Ein literarisches Fest (Stanišic II)
Saša Stanišic frönt dem literarischen Pfadfindertum und stöbert im dichten Unterholz einer deutschen Dorfgemeinschaft
Von Lisa-Marie George und Sandra Kozok
Besprochene Bücher / LiteraturhinweiseWir interessieren uns für Saša Stanišić‘ neuen Roman. Unser Interesse gilt einem Dorf, seiner Geschichte und den Menschen, die sich darin bewegen. Frau Schwermuth fühlt sich wie tot, Wilfried Schramm wäre gerne tot und der Fährmann ist tatsächlich tot. „Wir sind traurig. Wir haben keinen Fährmann mehr.“ „Wir“, dieses kleine Wort greift Raum in Saša Stanišić zweitem Roman „Vor dem Fest“. Ein „Wir“, das für die Einwohner des Dorfes Fürstenfelde steht. Das plurale Einvernehmen birgt dabei ein simuliertes Gemeinschaftsgefühl, das den Leser gleichzeitig umarmt und von sich stößt.

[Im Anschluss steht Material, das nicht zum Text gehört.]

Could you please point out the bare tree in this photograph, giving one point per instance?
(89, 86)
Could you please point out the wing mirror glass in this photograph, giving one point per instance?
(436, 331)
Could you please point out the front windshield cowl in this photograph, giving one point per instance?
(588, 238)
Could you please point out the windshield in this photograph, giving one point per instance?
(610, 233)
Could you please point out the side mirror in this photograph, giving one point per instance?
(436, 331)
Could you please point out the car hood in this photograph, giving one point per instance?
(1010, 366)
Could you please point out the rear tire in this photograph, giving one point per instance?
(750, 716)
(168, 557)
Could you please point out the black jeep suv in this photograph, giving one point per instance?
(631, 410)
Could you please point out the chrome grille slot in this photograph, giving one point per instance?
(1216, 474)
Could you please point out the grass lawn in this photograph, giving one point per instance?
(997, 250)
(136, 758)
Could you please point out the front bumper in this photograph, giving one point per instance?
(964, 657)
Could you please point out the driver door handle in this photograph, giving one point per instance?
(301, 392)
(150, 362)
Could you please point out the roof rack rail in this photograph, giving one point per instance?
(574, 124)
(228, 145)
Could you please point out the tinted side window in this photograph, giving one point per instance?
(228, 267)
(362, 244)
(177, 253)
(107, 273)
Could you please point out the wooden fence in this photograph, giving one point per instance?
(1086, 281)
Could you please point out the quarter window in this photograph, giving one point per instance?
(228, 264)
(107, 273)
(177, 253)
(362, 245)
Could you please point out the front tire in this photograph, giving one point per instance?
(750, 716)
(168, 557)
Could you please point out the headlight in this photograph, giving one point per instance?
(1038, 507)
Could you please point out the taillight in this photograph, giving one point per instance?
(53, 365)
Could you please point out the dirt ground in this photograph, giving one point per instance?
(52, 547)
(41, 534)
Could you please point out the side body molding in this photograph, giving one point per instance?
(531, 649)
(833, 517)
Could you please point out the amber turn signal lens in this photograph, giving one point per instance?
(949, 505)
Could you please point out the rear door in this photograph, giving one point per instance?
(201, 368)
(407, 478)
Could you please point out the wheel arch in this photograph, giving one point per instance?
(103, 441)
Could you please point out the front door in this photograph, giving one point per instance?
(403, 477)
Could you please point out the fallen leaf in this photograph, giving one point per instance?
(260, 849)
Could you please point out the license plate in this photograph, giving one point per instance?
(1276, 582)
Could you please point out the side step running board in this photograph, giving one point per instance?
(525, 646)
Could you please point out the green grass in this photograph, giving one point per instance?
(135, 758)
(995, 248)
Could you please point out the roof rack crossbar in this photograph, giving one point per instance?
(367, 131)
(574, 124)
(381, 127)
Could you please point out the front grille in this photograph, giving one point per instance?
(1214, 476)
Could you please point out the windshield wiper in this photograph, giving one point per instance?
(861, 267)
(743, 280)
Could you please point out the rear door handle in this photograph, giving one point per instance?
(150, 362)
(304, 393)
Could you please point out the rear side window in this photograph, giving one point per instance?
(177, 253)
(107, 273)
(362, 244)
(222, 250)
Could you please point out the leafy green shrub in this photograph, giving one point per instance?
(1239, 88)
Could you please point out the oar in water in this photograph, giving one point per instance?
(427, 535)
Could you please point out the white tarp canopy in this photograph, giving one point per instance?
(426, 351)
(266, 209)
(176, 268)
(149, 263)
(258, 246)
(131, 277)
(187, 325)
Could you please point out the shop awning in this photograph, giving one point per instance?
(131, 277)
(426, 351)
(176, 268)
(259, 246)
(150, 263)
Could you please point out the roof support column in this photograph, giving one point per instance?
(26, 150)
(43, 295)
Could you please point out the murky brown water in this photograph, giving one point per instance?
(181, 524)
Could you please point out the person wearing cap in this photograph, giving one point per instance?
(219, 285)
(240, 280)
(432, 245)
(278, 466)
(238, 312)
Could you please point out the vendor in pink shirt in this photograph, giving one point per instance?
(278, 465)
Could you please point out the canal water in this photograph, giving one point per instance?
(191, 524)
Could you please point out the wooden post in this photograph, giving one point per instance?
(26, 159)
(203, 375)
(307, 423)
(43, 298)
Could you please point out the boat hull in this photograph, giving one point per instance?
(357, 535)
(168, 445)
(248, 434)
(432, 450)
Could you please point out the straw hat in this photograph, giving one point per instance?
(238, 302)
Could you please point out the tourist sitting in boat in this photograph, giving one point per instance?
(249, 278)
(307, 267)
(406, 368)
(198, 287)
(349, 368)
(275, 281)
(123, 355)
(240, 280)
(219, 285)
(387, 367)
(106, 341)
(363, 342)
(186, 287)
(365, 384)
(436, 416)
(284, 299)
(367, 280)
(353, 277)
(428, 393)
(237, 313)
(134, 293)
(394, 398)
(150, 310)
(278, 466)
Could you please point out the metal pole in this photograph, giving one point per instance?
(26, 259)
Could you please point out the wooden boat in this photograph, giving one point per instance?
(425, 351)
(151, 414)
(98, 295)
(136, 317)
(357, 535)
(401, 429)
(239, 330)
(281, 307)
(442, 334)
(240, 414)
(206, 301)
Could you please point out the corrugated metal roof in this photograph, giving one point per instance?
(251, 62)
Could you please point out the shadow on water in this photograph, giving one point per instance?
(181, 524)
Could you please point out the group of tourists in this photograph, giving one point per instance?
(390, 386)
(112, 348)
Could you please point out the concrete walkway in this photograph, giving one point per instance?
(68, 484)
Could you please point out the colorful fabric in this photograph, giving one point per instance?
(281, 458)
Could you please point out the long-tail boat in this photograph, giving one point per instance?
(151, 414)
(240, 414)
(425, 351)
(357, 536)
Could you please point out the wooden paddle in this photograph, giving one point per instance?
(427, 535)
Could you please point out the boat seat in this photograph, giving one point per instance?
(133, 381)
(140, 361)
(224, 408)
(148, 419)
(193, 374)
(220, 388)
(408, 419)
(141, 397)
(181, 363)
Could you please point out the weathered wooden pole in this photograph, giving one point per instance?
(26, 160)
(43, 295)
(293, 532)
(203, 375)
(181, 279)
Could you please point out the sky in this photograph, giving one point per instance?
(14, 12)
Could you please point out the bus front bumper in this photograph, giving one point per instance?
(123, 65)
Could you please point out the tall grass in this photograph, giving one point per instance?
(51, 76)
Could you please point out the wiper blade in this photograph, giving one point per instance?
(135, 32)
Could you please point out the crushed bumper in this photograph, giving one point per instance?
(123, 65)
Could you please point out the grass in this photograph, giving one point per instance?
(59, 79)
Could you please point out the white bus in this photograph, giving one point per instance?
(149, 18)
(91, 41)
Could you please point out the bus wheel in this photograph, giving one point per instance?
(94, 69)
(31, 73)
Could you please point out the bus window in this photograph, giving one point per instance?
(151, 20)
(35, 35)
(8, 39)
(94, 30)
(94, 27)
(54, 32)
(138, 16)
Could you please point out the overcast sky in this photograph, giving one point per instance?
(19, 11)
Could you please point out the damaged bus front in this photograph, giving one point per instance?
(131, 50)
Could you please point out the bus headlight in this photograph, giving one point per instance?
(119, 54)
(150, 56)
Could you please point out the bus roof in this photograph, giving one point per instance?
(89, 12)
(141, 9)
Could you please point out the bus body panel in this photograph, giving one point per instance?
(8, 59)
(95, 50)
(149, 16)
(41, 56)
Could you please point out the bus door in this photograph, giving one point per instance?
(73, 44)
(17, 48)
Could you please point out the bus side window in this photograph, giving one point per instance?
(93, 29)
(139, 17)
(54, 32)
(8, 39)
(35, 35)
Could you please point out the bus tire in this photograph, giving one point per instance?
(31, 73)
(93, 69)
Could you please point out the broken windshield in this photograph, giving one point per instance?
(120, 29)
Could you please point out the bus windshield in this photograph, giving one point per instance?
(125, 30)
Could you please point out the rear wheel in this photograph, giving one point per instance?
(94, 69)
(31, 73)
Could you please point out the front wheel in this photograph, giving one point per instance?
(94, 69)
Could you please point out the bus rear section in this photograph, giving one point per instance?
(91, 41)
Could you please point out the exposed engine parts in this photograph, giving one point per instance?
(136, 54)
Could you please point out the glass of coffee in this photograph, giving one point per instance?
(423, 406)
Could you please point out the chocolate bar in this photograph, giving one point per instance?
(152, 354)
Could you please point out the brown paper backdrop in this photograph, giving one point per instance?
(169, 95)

Das Bild, das Stanišić von seinem Schauplatz Fürstenfelde zeichnet, entbehrt jedweder Dorfromantik. Zwischen den engen Gassen staut sich die Verzweiflung einer ganzen Gemeinde, drängen sich Zukunftsangst und Mutlosigkeit der Bewohner. Wer noch zu Beginn der Lektüre von großen Heldentaten träumt, ahnt spätestens zur Halbzeit, dass die erzählerischen Paukenschläge ausbleiben werden. Stanišić verzichtet auf dramatische Gesten, selbst Totschlag, Diebstahl und Selbstmordversuch geraten zur Randnotiz. „All das ist Vorgeplänkel“, konstatiert der Erzähler auf der fünftletzten Seite. Eine fast polemische Feststellung, wo doch zuvor 310 Seiten mit diesem Geplänkel gefüllt wurden. Dabei gelingt es Stanišić erstaunlich mühelos die fiktive Dorfhistorie und die persönlichen Lebens- und Alltagsgeschichten der Figuren zu einer atmosphärischen Collage zu verdichten, die den Leser in das Dorf Fürstenfelde hineinzieht.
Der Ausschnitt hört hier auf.